Crowded timeline of Summer of 1888, Exhibit B: 1888 and 1889 are wild years no matter how you start your Holmesian chronology. Lots of cases happen and if you take Watson's word for the exact dates you run into contradictions. If one presumes that high profile cases are slightly fictionalized, (such as giving a date that's a year or two off), it makes the timeline much more manageable. Then there's the fact that Second Stain and Naval Treaty are recorded by Watson as occurring in the same month. "The July which immediately succeeded my marriage was made memorable by three cases [...] recorded in my notes under the headings of “The Adventure of the Second Stain,” “The Adventure of the Naval Treaty,” and “The Adventure of the Tired Captain.”" -The opening paragraph of The Adventure of the Naval Treaty. Second Stain was written up much later, so when reading in publication order this is a lot less obvious than when reading in Baring-Gould’s chronology order. But even Baring-Gould apparently decided that two documents scandals in 1888 were too much, and ignored all text indications in order to place Second Stain in 1886.
Case so Nice We Wrote it Twice, Evidence:
Exhibit A, Case Structure: The particulars of the case are extremely similar: a young public servant charged with national security documents leaves them in an insecure location briefly and has them stolen by a trusted household member. The documents, although potentially ruinous, are not released to a foreign power because the would-be seller is separated from them almost immediately after hiding them away. The hiding place is a hollow in the floor of a room.
Exhibit B, Case List: At the beginning of The Naval Treaty, Watson lists Second Stain as taking place in the same month. Even with Watson's flattering description of both of Gascoyne-Cecil's expies and his sympathetic portrayal of the public officials in need of remedial document security courses, TWO major data breaches seems deeply careless, even if nothing comes of either. I think it's more probable that the case Watson originally named The Second Stain had very little to do with national security.
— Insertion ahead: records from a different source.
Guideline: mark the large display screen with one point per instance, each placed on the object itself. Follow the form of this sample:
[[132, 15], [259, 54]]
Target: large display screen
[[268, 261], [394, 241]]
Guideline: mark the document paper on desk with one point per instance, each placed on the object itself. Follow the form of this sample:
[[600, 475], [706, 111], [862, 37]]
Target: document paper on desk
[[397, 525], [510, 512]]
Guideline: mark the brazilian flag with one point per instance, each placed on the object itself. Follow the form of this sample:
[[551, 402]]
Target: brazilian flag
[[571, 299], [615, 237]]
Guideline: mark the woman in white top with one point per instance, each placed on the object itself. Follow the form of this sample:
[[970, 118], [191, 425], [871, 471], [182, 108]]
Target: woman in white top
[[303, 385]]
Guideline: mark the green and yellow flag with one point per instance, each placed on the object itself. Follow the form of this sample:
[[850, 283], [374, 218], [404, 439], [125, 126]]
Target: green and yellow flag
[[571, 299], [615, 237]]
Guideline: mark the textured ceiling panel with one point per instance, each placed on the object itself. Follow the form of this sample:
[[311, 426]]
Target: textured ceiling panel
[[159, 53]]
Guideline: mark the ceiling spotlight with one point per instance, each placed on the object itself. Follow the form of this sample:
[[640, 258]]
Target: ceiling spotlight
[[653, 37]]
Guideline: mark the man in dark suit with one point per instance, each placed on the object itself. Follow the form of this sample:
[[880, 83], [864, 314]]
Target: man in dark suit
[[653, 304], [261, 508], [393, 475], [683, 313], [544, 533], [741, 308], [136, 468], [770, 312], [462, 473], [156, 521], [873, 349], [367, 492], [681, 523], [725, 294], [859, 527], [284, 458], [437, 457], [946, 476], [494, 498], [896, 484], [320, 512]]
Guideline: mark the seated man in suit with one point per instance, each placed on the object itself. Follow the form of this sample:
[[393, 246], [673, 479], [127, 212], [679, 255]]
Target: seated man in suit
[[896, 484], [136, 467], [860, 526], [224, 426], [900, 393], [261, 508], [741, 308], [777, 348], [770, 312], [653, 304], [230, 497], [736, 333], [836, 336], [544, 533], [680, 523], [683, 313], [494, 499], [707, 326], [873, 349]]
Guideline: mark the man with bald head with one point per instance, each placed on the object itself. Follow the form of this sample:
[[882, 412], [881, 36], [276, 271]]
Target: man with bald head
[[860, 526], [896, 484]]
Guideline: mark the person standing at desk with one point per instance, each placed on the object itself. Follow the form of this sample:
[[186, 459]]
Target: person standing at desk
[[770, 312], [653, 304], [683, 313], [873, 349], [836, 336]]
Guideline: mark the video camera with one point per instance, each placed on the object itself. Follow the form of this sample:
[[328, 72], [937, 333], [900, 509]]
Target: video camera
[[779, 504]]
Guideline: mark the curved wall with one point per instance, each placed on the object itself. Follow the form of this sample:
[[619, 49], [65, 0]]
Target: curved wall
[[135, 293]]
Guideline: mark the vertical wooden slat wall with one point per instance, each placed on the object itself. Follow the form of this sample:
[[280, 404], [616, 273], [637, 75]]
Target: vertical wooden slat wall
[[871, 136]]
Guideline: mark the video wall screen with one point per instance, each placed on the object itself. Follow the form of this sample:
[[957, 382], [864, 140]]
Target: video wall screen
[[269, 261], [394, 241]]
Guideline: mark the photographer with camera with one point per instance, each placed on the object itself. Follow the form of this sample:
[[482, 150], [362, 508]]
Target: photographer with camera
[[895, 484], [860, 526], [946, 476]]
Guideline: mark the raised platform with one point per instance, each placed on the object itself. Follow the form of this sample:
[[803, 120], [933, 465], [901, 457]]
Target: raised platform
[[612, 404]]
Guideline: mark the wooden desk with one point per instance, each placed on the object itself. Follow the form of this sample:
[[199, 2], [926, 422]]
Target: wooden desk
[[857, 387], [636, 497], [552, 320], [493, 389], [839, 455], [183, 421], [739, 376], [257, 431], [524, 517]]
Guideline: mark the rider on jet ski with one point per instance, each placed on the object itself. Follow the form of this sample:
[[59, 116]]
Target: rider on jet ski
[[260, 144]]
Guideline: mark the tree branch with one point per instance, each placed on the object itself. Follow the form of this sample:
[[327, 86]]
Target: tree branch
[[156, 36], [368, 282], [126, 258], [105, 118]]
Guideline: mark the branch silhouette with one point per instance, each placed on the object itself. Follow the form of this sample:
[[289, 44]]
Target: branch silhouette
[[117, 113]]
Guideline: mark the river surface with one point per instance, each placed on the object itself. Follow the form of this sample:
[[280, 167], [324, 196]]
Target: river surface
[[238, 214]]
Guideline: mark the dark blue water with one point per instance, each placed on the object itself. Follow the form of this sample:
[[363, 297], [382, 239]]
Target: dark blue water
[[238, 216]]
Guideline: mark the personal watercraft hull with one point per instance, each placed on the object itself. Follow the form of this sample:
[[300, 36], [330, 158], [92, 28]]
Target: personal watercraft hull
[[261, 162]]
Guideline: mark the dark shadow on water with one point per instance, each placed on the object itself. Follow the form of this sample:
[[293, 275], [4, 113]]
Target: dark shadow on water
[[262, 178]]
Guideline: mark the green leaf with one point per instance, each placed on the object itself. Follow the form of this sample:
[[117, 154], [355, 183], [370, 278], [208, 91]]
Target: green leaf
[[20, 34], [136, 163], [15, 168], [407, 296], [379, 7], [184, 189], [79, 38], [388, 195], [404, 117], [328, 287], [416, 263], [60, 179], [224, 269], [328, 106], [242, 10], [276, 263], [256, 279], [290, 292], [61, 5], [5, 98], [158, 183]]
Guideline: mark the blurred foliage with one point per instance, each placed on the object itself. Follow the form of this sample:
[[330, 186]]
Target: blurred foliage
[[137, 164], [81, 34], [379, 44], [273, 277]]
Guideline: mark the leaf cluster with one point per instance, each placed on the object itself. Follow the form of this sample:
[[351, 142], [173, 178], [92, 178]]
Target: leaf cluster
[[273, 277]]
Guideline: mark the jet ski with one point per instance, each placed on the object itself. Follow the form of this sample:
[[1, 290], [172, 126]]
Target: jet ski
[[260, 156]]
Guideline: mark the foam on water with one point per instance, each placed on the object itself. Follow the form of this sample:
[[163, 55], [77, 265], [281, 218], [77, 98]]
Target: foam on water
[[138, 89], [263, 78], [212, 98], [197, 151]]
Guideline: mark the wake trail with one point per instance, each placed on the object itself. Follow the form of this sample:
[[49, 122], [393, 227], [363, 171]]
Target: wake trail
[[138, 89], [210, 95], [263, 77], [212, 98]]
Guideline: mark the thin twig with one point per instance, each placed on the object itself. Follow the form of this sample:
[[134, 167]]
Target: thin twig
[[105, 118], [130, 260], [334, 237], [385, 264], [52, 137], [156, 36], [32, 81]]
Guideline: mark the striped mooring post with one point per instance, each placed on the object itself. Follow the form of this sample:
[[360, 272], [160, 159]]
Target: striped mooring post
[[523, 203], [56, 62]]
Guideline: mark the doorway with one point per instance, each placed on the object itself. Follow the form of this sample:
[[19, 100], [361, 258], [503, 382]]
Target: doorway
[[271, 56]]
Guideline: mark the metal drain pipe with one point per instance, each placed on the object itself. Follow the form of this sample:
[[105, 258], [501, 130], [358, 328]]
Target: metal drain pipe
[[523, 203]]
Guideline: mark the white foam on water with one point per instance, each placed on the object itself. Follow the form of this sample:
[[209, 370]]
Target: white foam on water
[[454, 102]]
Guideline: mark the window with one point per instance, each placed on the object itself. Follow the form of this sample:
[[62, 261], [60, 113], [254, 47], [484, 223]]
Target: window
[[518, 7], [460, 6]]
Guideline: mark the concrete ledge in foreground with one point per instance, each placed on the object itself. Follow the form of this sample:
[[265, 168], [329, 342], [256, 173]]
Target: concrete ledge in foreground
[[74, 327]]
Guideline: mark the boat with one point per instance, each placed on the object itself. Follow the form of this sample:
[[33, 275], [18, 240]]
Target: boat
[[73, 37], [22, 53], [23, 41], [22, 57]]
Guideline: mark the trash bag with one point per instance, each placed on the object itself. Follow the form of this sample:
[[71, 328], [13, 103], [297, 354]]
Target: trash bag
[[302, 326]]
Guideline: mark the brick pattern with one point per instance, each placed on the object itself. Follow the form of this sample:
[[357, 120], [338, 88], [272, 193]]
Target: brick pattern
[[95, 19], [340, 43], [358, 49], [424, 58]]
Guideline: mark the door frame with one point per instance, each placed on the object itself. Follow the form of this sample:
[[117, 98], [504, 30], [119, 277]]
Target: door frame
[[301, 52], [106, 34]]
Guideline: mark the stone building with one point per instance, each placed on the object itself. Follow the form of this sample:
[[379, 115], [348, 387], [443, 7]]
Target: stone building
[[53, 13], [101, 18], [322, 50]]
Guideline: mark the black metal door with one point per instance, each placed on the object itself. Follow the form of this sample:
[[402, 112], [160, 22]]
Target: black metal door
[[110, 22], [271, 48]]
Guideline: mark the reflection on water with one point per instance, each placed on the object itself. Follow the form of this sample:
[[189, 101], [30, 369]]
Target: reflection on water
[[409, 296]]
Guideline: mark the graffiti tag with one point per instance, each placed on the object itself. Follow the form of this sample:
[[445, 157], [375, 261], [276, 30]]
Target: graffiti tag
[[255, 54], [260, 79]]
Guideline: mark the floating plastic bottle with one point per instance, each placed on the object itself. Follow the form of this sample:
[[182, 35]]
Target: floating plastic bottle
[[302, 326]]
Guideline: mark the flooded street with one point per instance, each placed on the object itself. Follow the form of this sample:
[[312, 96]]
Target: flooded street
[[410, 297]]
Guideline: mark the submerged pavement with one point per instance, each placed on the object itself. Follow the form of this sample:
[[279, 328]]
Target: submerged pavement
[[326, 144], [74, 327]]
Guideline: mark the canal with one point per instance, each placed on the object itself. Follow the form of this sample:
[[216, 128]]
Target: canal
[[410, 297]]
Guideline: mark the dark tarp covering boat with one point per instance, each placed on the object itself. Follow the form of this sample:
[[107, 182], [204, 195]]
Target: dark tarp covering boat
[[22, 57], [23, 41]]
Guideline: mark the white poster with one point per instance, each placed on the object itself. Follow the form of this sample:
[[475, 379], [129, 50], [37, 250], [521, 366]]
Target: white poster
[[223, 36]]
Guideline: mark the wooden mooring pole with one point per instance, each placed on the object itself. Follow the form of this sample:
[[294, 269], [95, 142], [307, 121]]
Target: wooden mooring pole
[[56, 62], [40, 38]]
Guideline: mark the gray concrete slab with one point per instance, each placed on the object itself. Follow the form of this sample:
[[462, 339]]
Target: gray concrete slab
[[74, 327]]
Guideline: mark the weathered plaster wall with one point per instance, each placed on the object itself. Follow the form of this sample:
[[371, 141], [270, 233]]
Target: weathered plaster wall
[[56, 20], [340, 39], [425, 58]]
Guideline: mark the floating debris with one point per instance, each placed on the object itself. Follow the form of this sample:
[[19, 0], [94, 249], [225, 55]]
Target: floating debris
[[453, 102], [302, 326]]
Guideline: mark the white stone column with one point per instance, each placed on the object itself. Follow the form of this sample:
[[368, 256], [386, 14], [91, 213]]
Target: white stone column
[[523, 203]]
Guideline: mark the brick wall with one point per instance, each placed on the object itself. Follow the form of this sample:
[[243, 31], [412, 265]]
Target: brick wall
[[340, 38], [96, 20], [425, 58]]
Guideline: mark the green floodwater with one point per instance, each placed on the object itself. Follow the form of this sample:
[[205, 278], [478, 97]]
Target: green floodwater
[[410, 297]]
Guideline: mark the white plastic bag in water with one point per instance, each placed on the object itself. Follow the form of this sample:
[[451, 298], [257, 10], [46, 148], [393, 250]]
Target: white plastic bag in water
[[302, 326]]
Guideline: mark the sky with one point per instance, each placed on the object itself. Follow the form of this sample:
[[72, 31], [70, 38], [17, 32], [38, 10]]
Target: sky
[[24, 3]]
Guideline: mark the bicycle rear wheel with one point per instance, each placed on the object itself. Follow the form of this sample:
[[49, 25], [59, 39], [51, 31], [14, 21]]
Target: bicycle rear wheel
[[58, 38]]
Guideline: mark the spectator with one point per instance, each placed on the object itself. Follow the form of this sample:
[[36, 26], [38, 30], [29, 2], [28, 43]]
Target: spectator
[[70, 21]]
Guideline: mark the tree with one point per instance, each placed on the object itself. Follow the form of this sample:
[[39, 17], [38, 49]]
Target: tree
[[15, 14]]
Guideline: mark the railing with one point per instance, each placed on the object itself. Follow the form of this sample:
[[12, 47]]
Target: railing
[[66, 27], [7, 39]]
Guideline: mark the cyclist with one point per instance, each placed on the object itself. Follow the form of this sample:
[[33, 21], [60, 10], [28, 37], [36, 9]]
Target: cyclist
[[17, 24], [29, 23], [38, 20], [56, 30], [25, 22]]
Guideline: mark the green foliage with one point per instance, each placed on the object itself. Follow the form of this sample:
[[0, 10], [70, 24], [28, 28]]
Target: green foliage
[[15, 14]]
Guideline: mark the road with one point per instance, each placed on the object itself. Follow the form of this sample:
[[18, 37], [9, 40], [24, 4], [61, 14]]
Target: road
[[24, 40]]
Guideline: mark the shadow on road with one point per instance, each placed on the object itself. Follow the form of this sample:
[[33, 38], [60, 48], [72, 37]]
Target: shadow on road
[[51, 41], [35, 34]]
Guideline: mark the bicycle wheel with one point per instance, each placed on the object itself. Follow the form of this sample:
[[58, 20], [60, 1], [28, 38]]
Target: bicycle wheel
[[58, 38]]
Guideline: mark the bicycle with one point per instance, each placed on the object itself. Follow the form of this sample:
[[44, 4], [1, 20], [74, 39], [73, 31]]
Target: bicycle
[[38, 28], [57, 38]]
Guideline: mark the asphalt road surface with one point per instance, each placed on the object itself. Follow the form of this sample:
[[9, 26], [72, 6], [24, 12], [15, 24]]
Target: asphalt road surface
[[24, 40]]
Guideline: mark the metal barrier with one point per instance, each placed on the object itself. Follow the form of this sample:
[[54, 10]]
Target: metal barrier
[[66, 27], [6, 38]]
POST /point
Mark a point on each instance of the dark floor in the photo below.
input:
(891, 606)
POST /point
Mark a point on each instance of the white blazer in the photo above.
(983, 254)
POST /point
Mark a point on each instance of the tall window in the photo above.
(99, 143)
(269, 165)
Exhibit C, publication date: The Second Stain was published 11 years after The Naval Treaty and 14 years after its alleged date of occurrence. (Year and decade that shall remain nameless my ass.) It's the final story of the second batch of short story publications (which were collected into the third book of short stories, The Return of Sherlock Holmes). Watson didn't publish again for four years: it's possible he was scraping the bottom of the barrel for publishable cases and decided it was time to revisit a case that he'd already told, or tape the interesting bits from multiple cases together.
Conclusion: I believe that both The Naval Treaty and The Second Stain are two different retellings of the same case, but both are changed a lot to make them both less identifiable, and more exciting. The incident that inspired both stories probably did not take place in early summer of 1888, if only because the easiest way of fudging the details of a case would be to definitively give the wrong year.
Additionally, it may be that certain details in The Second Stain were originally part of a case that had nothing to do with any top secret documents. The blackmail angle already present in that story would be sufficient for a case on their own, but the secret documents that Mrs. Hope squirreled away could have been deeply boring business documents, or deeply boring official government documents that nonetheless had no strategic value. If so, it's very possible for Watson to have swapped some details between the two cases: a prospective brother in law with no political knowledge might impulsively steal a document that was more embarrassing than strategic, such as an impolitic letter from a foreign official, in the hopes that it was valuable, while a career blackmailer might target the wife of a government official known to have access to military strategy documents. The victims in both cases come off as more sympathetic, and the danger to the country less severe, if the diligent young clerk has a breakdown over a clearly important military document, and the wife of a government official is blackmailed into handing over an angry letter from a foreign dignitary.